Si dice pure che Brawn che oramai conosce il sistema é un pò “sconvolto” dal fatto che non può utilizzarlo poiché l’implementazione comporterebbe modifiche sia pur limitate al telaio che il regolamento vieta.

Saverio Casadidiomarzo 11th, 2010 at 11:37

Dimenticavo….. Nell’ultima mia ipotesi lo snorkel servirebbe solo per raffreddare. Non importa a quel punto la pressione.

i.am.onemarzo 11th, 2010 at 13:35

Il sistema così descritto è talmente complesso che di sicuro non potrà essere integrato in questa stagione da altre squadre; anche se ci sono vetture compatibili telaisticamente incorerebbero nel problema della distribuzione pesi, dovendo rinunciare magari a delle zavorre di cui tutti i team si avvalgono nella ricerca delle prestazioni variando la loro collocazione sulla vettura.
Senza contare lo sforzo economico e logistico nelle sviluppo di questa tecnologia a discapito dello sviluppo già prestabilito per la stagione.

i.am.onemarzo 11th, 2010 at 13:38

Ps: non so cosa comporta la differenza di temperatura del flusso,in questo caso e in tutti gli altri (vedi collocazione scarichi vetture ecc…):”Forse centra qualcosa con il grado di umidità nell’aria a diverse temperature?

Saverio Casadidiomarzo 11th, 2010 at 14:05

Ricapitolo.
Raffreddare il dispositivo a memoria di forma serve proprio per far aprire il condotto che va all’ala. Quello sarebbe lo scopo dello snorkel.
Ma ripeto….. sono solo ipotesi.

Saverio Casadidiomarzo 11th, 2010 at 16:21

L’ala é stata approvata dalla FIA.

i.am.onemarzo 11th, 2010 at 20:56

si, ho letto la notizia. Ora si tratta di capire su quali basi tecniche si forma questo sistema, la FIA dovrebbe emettere un comunicato specificando che l’oggetto in questione è in linea con le norme attuali ed a ritroso descrivere di cosa si tratta.

Saverio Casadidiomarzo 11th, 2010 at 21:39

Non proprio.
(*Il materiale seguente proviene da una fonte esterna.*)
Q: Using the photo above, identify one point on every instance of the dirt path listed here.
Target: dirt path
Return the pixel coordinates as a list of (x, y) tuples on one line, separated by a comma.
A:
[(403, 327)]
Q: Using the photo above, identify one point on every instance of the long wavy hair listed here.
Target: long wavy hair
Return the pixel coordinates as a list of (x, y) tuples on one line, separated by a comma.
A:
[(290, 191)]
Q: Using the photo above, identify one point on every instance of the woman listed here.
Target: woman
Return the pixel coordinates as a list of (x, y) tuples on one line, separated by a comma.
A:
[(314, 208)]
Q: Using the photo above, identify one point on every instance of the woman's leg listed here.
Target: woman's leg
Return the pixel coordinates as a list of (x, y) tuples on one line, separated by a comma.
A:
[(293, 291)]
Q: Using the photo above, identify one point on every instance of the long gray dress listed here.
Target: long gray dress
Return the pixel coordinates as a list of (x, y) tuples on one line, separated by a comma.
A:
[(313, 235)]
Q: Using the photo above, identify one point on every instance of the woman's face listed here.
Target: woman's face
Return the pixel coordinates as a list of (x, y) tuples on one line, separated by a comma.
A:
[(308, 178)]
La Fia quando dice che è regolare ha esaurito il suo compito. Non deve emettere alcun comunicato.
Comunque il sistema si basa su quanto scritto qui. Quello che ancora non è chiaro è il sistema di attivazione.
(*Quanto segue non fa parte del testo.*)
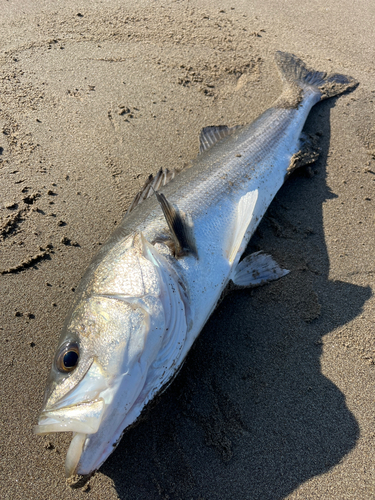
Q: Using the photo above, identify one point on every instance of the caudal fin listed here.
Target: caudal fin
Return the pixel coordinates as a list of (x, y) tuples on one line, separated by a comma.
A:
[(294, 71)]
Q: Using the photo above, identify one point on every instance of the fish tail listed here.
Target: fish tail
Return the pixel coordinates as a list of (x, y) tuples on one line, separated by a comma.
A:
[(297, 75)]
i.am.onemarzo 12th, 2010 at 10:27

Ora hanno cambiato la forma dello snorkel! il suo sviluppo è orizzontale anzichè verticale.

Saverio Casadidiomarzo 13th, 2010 at 20:30

Allora…..

Se guardate foto molto particolareggiate della parte posteriore della mcLaren, vedete che sul posteriore un canale sdoppiato a causa del supporto dell’ala porta aria ad una sorta di “scatolina” sopra la luce posteriore.

Sicuramente, quando bisogna mandare in stallo l’ala, quell’aria viene deviata sulla pinna per essere mandata all’alettone.
Per far ciò si utilizza l’aria prelevata dallo snorkel sul musetto. Come si fa ad ottenere ciò? Questo rimane ancora da capire con esattezza. Ma dopo consulti e consulenze varie posso ipotizzare che ci sia, nel cofano, una sorta di deviazione ottenuta staccando o viceversa riattaccando vene fluide tramite il flusso proveniente dallo snorkel.

Giovannimarzo 17th, 2010 at 09:54

Scusate se mi intrometto, ma un’ala che stalla non genera automaticamente anche notevoli vortici d’aria che penalizzano la penetrazione aerodinamica della vettura, determinando di fatto un aumento della sezione frontale opposta dalla vettura all’avanzamento, e quindi ne aumentano la resistenza aerodinamica?